Mozilla updates DeepSpeech with an English language model that runs 'faster than real time'

DeepSpeech, a suite of speech-to-text and text-to-speech engines maintained by Mozilla’s Machine Learning Group, this morning received an update (to version 0.6) that incorporates one of the fastest open source speech recognition models to date. In a blog post, senior research engineer Reuben Morais lays out what's new and enhanced, as well as other spotlight features coming down the pipeline.

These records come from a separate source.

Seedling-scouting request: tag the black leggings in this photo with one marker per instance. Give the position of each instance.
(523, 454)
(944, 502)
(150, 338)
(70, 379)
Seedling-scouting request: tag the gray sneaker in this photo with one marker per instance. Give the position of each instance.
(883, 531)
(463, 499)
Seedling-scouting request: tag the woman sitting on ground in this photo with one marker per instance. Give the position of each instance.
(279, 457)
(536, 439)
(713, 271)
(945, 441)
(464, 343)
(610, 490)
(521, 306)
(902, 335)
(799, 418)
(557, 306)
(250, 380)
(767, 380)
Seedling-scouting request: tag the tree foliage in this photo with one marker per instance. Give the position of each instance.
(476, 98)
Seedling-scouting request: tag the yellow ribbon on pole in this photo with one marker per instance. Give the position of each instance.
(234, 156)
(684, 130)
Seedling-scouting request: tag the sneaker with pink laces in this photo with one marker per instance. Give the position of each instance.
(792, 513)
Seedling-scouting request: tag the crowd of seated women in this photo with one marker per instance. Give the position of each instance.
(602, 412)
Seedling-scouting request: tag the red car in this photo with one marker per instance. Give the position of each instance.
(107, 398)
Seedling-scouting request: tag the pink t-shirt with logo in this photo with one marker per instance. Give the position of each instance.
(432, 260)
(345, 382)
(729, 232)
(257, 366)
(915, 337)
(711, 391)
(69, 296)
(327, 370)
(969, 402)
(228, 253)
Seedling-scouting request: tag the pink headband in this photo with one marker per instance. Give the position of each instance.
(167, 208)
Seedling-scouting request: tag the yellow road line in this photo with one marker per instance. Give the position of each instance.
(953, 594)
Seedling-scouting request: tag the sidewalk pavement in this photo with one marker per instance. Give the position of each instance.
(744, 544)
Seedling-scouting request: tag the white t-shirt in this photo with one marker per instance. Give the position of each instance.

The latest version of DeepSpeech adds support for TensorFlow Lite, a version of Google's TensorFlow machine learning framework that's optimized for compute-constrained mobile and embedded devices. It has reduced DeepSpeech's package size from 98MB to 3.7MB and its built-in English model size -- which has a 7.5% word error rate on a popular benchmark and which was trained on 5,516 hours of transcribed audio from WAMU (NPR), LibriSpeech, Fisher, Switchboard, and Mozilla's Common Voice English data sets -- from 188MB to 47MB. Plus, it has cut down DeepSpeech's memory consumption by 22 times and boosted its startup speed by over 500 times.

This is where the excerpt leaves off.